Al maestro Blanes las manos le huelen todavía a pólvora. Hace más de veinte años que dejó de fabricar cohetes, pero ese perfume a fuego se le quedó grabado de por vida. Cuando escucha el sonido de los fuegos artificiales se revoluciona y vuelve atrás, a cuando era un niño y recorría con su familia los caminos de la provincia para alegrar las fiestas con los nuevos adelantos de la pirotecnia.
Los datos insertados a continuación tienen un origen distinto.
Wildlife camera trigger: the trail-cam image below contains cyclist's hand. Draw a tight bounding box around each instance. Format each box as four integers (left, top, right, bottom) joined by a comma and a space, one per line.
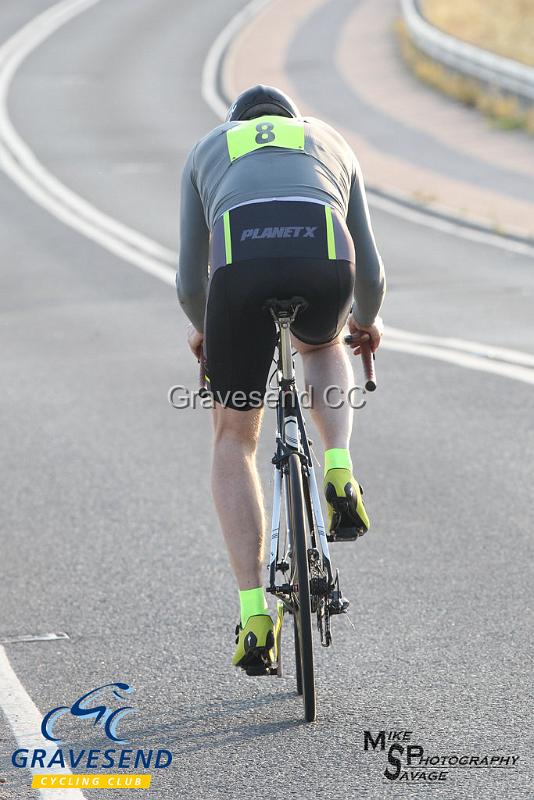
348, 315, 384, 356
187, 322, 204, 361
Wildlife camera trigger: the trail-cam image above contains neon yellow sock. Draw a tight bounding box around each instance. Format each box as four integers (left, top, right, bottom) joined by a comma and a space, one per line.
239, 586, 269, 626
324, 447, 352, 475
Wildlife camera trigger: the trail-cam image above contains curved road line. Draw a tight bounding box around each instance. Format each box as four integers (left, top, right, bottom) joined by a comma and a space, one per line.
0, 0, 176, 284
0, 0, 534, 394
0, 0, 534, 788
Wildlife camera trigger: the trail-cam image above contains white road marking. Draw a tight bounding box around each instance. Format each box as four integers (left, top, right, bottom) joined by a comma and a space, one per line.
387, 325, 534, 368
0, 0, 176, 277
0, 0, 534, 788
202, 0, 534, 256
0, 645, 85, 800
380, 340, 534, 386
201, 0, 270, 119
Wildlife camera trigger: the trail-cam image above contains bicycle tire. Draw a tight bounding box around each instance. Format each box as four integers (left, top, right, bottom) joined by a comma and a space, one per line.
293, 617, 302, 694
288, 453, 317, 722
El maestro acaba de cumplir noventa y cuatro años, pero no da señales de estar cansado ni de bajarle los brazos a la vida. Sale a la calle todos los días con una vitalidad contagiosa. Encontrarte con él te anima, te levanta el ánimo, te invita a seguir su camino. Si alguien le pregunta dónde está el secreto para conservar ese buen humor y esa salud casi perfecta, él te habla de la vida ordenada y de la pasión por vivir. “Tengo la misma ilusión de siempre”, me dice. “No tomo medicinas y como de todo, hasta un vaso de vino en el almuerzo”, asegura.
Con muchos como él los médicos tendrían que cambiar de oficio. Camina como si acabara de inaugurar la juventud y siempre lleva una sonrisa a mano para compartirla con los amigos. Su último proyecto, un almuerzo discreto con su familia en el Bahía de Palma para celebrar los noventa y cuatro que acaba de cumplir.
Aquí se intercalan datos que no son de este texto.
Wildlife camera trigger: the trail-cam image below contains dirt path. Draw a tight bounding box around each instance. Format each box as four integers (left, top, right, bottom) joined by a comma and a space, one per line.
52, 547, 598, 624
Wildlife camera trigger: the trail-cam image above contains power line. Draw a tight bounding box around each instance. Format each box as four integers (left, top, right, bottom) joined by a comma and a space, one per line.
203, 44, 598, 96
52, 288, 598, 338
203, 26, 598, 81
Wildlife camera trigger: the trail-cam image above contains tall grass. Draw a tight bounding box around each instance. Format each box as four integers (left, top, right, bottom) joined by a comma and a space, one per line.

Su presencia no solo anima sino que es el reloj del barrio. Todas las mañanas, a la misma hora, sale de su casa en la Plaza Careaga perfectamente uniformado con su chaqueta y su corbata. Es una forma de celebrar la vida, de darle gracias a Dios, porque él es muy creyente, de seguir gozando de tanta salud. Aunque ha trabajado toda su vida, mucho más allá de los años que le correspondían, nunca ha sabido lo que era la ansiedad ni ha padecido de estrés. “He trabajo desde que era un niño, pero haciendo lo que más me gustaba”, explica con orgullo.
Sus primeros pasos
Era todavía un niño cuando al terminar la guerra empezó a acompañar a su padre por los pueblos de la comarca para montar los castillos de fuegos artificiales. Eran años de necesidad y a veces tenía que abandonar la escuela durante días para echarse a los caminos buscando las fiestas de pueblos y aldeas.
Fue aprendiendo el oficio sin darse cuenta, como una vocación silenciosa que ya traía desde la cuna. Su abuelo paterno, Tomás Blanes Herrada, llegó a ser el pirotécnico del Valle del Andarax desde la última década del siglo diecinueve. Él fue quien le transmitió todos los secretos de la profesión a sus sucesores, creando una saga de coheteros.
Tanto en sus comienzos como en la época de su abuelo y de su padre, la presencia del cohetero era la primera señal de que un pueblo estaba en fiestas. Antes de que llegaran las atracciones aparecía el técnico de la pólvora que era idolatrado por la chiquillería. Los pirotécnicos guardaban el secreto de convertir un poco de pólvora en un juego de fantasía y su presencia garantizaba el éxito de las fiestas. José Antonio Blanes recuerda la dureza de una profesión donde todo había que hacerlo a mano, cuando la pólvora había que fabricarla en un mortero y había que ir creando las mechas y los cartuchos para las detonaciones de forma artesana. Se necesitaban horas e incluso días para preparar y montar un castillo.